Adam Kennedy wrote:

What I'm after are 3 critical features.

1. You always get back out what you put in.
$source eq serialize(parse($source)).

As Larry pointed out, this will depend on how much metadata your parser augments your parse-tree with. I think it will be doable (probably by subclassing the standard Perl parsing grammar).



2. No side effects. Autrijus Tang suggests this may be workable

No side effects of what? Of parsing? I don't think that's possible. Perl is defined such that compile-time "side-effects" can alter the syntax (and hence the parsing) of a program.



3. You can parse a document with broken dependencies.

This is clearly not possible in Perl (5 or 6) in the general case. Perl isn't that kind of language.



PPI can do all of these 3 things. Not 100% reliably, but for "normal" code (where "normal" is actually defined fairly broadly).

And Perl 6's C<grammar Perl> will be able to give you the same.


In any case, I would like to suspend this debate for a week, as I'll be talking with Damian (hopefully) at YAPC.AU. I'll report back afterwards, having hopefully imparted the full extent of my problem.

I believe I understand your problem pretty well already. But I'll be more than happy to discuss this whole issue with you.

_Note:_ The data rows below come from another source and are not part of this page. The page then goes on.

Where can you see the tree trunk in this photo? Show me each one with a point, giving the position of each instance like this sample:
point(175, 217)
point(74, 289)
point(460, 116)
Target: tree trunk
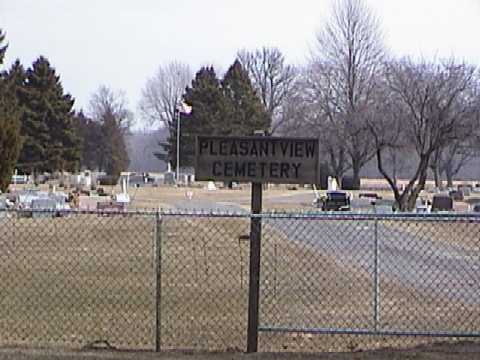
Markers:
point(356, 174)
point(436, 176)
point(449, 175)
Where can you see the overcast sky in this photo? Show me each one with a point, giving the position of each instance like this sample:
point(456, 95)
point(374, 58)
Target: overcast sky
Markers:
point(120, 43)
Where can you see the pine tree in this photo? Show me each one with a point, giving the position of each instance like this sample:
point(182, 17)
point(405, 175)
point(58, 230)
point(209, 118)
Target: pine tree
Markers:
point(47, 122)
point(10, 140)
point(207, 117)
point(244, 111)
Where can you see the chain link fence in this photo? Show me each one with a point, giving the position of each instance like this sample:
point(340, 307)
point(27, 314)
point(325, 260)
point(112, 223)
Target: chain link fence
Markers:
point(176, 281)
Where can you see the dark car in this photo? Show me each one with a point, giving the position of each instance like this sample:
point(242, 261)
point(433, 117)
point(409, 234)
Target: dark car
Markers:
point(336, 201)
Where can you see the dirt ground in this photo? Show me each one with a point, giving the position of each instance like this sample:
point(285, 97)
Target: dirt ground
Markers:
point(460, 351)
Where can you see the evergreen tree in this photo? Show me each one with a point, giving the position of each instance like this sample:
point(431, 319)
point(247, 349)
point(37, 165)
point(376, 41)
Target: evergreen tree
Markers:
point(10, 140)
point(47, 122)
point(244, 109)
point(207, 117)
point(229, 107)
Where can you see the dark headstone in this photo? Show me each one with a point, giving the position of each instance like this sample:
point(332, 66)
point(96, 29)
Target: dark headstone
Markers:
point(442, 203)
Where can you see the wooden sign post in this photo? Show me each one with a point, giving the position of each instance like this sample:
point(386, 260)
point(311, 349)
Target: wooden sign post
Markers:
point(256, 159)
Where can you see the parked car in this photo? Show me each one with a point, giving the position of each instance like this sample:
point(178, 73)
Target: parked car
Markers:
point(335, 201)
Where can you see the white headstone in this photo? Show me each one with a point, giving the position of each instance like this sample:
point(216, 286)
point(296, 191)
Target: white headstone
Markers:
point(211, 186)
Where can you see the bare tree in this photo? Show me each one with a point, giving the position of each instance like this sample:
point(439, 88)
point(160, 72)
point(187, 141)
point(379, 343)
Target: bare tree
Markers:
point(163, 93)
point(273, 79)
point(424, 109)
point(349, 53)
point(109, 109)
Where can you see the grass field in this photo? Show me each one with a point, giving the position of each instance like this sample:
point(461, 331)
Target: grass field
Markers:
point(76, 280)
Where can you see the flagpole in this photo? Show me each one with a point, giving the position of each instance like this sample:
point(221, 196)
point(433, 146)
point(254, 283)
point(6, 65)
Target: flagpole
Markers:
point(178, 145)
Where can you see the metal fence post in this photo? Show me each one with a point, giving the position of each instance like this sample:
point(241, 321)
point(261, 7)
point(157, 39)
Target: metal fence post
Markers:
point(376, 300)
point(158, 278)
point(254, 281)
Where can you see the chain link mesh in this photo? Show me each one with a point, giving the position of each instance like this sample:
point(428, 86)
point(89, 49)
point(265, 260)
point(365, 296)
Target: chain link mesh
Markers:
point(343, 283)
point(76, 280)
point(180, 281)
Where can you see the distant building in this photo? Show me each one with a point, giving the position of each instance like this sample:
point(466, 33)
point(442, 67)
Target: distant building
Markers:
point(141, 147)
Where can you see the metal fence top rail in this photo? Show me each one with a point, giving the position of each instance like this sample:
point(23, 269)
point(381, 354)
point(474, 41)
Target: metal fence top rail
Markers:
point(300, 215)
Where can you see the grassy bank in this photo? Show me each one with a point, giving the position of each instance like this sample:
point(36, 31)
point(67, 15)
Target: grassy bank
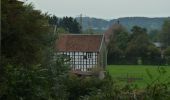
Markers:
point(139, 74)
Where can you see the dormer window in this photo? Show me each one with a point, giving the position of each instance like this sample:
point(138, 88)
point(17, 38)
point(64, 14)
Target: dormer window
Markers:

Perl 6 rules or some variation therein may indeed be what I'm after, although I need to find out more about the internals.

So do we. That's why we're building it at the moment. ;-) See the mailto:[EMAIL PROTECTED] mailing list.


Do we have a working version yet I can create some demonstrations with?

No. We're working on that. There's a partial prototype that runs under 5.8.3 (but is broken under earlier and later releases) on CPAN as Perl6::Rules.